Arya masuk dengan kemeja putih yang sudah rapi dan dasi yang belum terikat. Ia berjalan menuju meja, mengambil segelas air putih, dan duduk di seberangnya.

“Kamu bangun jam berapa?” tanyanya datar, menyesap air perlahan.

Kaila mengangkat bahu kecilnya. “Sekitar jam lima. Aku tiba-tiba ingin makan bubur ayam jam segitu,” jawabnya pelan, lalu tertawa kecil. “Aku bahkan minta mbak Wati mencarikan bubur jam enam pagi.”

Arya mengangguk kecil. “Kamu harus bilang padaku. Aku bisa keluar sebentar mencarikannya.”

Kaila menatap Arya dengan ragu. “Aku tidak mau merepotkanmu…”

“Kamu sedang hamil anak ku,Kaila,” jawab Arya, suaranya tetap tenang, tapi mengandung penekanan. “Itu bukan merepotkan. Aku akan mengurus apa pun yang kamu butuhkan.”

Kaila menunduk, pipinya memerah. Sejak kehamilan itu dikonfirmasi, Arya memang lebih sering berada di rumah. Ia tidak banyak bicara, namun tak pernah melewatkan waktu makan bersama, dan selalu mengecek kondisi Kaila sebelum berangkat atau pulang kerja.

“Kalau begitu… besok pagi aku mungkin ingin rujak serut,” kata Kaila dengan suara pelan, namun wajahnya terlihat malu-malu.

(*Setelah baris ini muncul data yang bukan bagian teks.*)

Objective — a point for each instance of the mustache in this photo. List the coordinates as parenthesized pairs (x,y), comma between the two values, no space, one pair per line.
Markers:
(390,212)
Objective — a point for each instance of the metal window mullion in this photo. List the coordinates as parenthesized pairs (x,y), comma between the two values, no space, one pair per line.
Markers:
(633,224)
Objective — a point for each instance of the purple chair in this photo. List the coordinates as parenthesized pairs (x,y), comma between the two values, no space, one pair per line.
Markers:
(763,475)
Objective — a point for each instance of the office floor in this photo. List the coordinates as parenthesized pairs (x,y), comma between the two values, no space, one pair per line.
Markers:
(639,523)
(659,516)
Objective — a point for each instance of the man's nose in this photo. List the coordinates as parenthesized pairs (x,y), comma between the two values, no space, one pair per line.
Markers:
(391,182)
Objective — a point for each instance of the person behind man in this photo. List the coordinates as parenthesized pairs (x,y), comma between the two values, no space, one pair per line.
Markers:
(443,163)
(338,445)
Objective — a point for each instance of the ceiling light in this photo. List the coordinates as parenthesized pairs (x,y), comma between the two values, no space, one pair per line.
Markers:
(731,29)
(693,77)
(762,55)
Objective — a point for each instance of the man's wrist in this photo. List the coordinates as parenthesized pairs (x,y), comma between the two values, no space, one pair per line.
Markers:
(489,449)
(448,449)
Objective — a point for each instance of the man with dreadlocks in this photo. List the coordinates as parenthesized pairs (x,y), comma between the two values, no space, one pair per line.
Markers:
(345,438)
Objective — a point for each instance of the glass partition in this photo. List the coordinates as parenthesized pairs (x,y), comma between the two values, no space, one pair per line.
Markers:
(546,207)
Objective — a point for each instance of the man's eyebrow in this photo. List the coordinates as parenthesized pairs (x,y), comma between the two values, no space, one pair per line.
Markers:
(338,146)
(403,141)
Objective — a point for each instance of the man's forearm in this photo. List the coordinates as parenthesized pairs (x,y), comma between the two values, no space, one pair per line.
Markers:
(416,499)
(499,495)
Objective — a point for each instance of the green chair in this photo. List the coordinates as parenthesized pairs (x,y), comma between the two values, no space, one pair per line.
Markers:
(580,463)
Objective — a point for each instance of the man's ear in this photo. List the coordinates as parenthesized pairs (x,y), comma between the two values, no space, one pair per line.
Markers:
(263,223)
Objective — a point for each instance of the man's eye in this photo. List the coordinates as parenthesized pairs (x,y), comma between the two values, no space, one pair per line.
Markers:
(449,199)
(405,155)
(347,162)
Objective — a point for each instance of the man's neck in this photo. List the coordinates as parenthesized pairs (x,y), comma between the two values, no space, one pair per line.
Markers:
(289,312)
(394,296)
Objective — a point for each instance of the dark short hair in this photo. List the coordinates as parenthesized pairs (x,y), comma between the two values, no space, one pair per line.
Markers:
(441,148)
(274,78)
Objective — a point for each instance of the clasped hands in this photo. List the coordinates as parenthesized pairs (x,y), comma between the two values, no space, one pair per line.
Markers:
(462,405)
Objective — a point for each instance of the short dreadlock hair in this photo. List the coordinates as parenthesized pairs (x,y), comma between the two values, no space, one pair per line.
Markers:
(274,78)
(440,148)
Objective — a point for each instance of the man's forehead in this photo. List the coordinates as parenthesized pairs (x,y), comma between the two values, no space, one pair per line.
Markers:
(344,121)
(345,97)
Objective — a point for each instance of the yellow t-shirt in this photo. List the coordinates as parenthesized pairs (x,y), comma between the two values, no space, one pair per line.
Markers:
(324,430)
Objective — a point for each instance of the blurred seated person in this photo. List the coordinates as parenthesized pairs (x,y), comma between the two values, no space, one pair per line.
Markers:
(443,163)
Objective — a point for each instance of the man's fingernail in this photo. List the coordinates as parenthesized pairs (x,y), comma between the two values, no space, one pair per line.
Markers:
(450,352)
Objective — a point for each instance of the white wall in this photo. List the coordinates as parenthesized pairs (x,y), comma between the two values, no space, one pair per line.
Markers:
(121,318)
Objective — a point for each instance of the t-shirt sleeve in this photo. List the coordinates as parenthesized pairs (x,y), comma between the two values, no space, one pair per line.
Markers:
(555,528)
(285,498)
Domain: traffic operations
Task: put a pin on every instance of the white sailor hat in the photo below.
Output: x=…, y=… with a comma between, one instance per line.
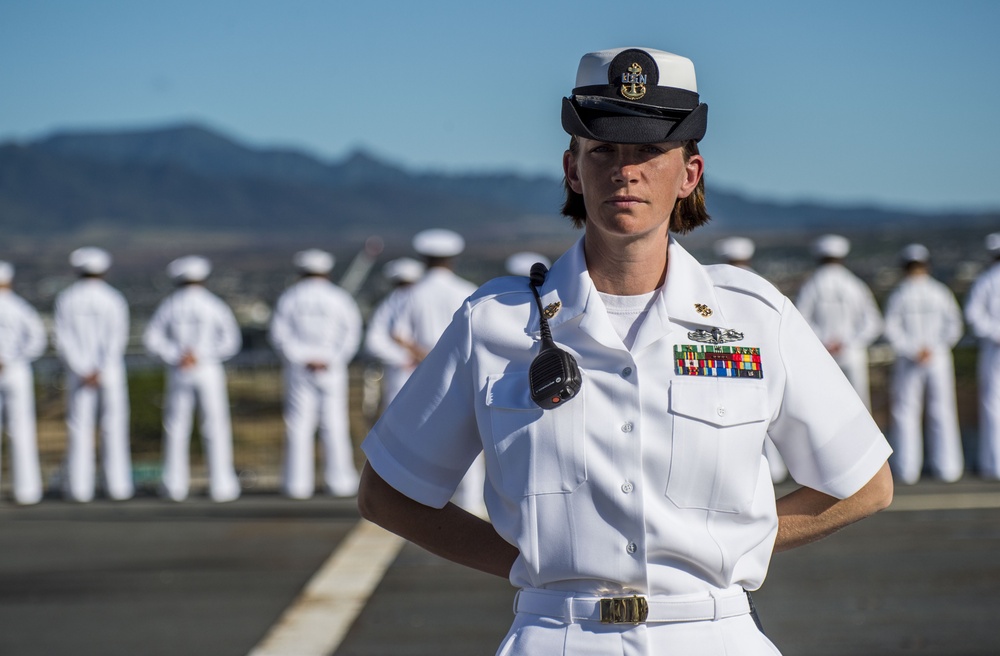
x=519, y=264
x=915, y=253
x=6, y=272
x=833, y=246
x=91, y=260
x=437, y=242
x=993, y=243
x=635, y=95
x=313, y=261
x=190, y=268
x=403, y=269
x=735, y=249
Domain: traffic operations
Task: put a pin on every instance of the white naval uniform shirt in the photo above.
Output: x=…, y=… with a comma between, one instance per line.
x=647, y=481
x=91, y=320
x=196, y=320
x=840, y=307
x=982, y=310
x=922, y=313
x=316, y=321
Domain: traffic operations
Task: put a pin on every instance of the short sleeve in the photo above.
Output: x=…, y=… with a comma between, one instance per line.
x=428, y=437
x=822, y=428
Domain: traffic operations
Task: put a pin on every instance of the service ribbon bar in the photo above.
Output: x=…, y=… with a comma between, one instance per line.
x=719, y=361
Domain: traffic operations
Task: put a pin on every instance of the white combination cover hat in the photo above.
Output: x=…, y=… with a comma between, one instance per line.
x=403, y=269
x=90, y=259
x=6, y=272
x=313, y=261
x=438, y=242
x=735, y=249
x=993, y=243
x=831, y=246
x=915, y=253
x=190, y=268
x=519, y=264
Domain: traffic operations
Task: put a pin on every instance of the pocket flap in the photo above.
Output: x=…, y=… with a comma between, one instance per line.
x=509, y=391
x=720, y=402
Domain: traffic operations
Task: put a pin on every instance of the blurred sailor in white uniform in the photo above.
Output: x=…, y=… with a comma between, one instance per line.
x=428, y=310
x=22, y=340
x=91, y=328
x=738, y=252
x=982, y=311
x=923, y=323
x=316, y=330
x=842, y=311
x=193, y=332
x=384, y=339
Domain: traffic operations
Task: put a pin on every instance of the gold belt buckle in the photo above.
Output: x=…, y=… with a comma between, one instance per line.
x=624, y=610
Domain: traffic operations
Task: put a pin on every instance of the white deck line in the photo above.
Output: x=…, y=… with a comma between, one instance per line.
x=317, y=621
x=945, y=501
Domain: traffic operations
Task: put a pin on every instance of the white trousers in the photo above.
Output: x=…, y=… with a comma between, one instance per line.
x=317, y=401
x=204, y=384
x=989, y=410
x=911, y=382
x=17, y=407
x=87, y=407
x=533, y=635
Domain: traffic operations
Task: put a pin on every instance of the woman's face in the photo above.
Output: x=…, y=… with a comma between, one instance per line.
x=630, y=189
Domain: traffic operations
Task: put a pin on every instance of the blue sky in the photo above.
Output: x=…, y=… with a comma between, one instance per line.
x=891, y=102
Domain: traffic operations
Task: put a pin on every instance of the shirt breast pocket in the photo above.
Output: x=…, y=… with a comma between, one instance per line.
x=539, y=451
x=716, y=443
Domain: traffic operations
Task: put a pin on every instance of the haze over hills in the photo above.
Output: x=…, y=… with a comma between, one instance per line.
x=190, y=178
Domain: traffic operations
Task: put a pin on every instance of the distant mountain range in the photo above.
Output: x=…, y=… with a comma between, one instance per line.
x=189, y=178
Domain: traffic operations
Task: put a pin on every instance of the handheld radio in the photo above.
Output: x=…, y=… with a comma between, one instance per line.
x=553, y=376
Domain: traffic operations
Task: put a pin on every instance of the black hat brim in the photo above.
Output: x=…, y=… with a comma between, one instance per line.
x=614, y=127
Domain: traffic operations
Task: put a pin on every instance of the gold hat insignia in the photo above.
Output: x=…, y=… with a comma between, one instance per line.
x=633, y=82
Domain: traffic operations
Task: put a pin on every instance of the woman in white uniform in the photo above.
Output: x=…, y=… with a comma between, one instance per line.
x=634, y=511
x=316, y=329
x=193, y=332
x=22, y=340
x=91, y=325
x=982, y=311
x=923, y=323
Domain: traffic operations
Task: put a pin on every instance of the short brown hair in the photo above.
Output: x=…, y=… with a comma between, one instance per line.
x=688, y=214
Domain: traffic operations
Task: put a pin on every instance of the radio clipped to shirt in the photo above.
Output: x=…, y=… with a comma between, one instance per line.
x=553, y=376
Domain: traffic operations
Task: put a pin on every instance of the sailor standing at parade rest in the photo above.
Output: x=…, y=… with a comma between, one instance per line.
x=842, y=310
x=316, y=330
x=923, y=323
x=982, y=311
x=397, y=361
x=22, y=340
x=91, y=327
x=193, y=332
x=633, y=507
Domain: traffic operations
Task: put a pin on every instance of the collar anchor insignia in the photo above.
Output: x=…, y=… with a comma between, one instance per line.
x=715, y=336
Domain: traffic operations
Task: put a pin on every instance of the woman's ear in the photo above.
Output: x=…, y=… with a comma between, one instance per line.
x=693, y=170
x=569, y=170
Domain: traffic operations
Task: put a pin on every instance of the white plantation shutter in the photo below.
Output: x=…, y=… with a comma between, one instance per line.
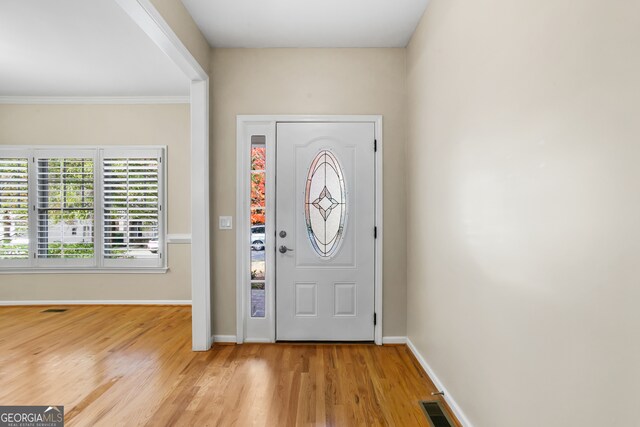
x=132, y=221
x=65, y=208
x=14, y=209
x=84, y=208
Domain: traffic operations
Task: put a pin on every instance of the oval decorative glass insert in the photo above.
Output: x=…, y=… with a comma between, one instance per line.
x=325, y=207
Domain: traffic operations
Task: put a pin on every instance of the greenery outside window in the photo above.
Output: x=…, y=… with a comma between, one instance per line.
x=82, y=208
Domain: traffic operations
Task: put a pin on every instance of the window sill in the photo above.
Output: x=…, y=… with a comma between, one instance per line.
x=92, y=270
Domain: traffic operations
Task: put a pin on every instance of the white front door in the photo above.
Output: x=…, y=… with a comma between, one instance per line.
x=325, y=218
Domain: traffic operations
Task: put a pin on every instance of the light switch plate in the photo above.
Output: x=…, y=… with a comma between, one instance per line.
x=226, y=223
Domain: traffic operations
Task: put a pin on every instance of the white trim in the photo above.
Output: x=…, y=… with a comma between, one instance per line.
x=83, y=270
x=224, y=338
x=455, y=408
x=90, y=100
x=394, y=340
x=96, y=302
x=151, y=22
x=380, y=231
x=200, y=234
x=268, y=124
x=258, y=340
x=179, y=239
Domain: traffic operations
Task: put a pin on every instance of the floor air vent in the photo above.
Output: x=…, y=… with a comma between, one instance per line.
x=435, y=414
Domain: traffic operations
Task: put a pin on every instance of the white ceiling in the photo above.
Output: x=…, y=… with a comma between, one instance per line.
x=307, y=23
x=80, y=48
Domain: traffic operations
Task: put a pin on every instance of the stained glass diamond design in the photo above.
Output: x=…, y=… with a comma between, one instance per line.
x=325, y=203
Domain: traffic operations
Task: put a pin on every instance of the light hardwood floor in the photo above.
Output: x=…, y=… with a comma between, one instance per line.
x=133, y=365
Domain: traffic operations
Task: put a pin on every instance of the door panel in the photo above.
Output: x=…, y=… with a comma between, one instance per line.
x=325, y=207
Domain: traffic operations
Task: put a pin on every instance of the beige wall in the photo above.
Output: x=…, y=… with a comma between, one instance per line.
x=523, y=206
x=180, y=21
x=109, y=125
x=307, y=81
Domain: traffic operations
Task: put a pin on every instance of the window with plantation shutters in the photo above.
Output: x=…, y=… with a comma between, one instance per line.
x=14, y=209
x=82, y=209
x=65, y=208
x=132, y=209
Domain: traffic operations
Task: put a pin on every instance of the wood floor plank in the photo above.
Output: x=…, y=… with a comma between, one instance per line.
x=133, y=366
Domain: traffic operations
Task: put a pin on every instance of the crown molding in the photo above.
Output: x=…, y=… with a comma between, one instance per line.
x=90, y=100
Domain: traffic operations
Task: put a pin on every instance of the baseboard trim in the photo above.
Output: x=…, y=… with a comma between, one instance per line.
x=394, y=340
x=224, y=338
x=96, y=302
x=455, y=408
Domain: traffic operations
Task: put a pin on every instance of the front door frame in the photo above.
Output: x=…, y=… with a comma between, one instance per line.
x=264, y=330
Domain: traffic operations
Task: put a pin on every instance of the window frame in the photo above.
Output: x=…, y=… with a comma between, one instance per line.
x=96, y=264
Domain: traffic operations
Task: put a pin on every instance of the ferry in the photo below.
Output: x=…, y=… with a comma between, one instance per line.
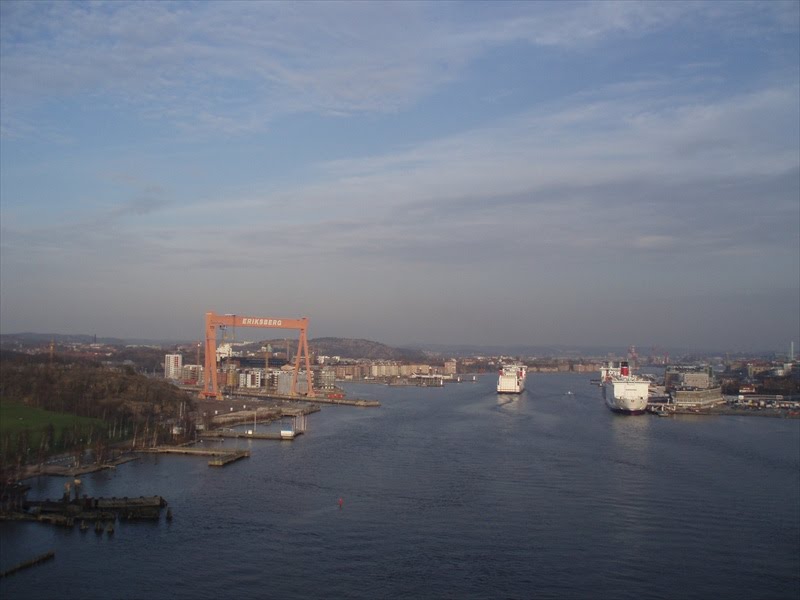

“Tapi bukan sembarangan rujak. Aku inginnya yang dibungkus daun pisang dan ada mangga muda yang banyak.”

Arya menatapnya, lalu bangkit. Ia berjalan menuju ruang tamu sambil mengenakan dasinya, dan berkata tanpa menoleh, “Aku tahu tempat yang jual seperti itu. Aku akan mampir sebelum pulang kerja nanti.”

Kaila tersenyum, merasa senang bukan main, meskipun Arya tidak pernah menyuarakan perhatian itu dengan hangat atau ekspresif.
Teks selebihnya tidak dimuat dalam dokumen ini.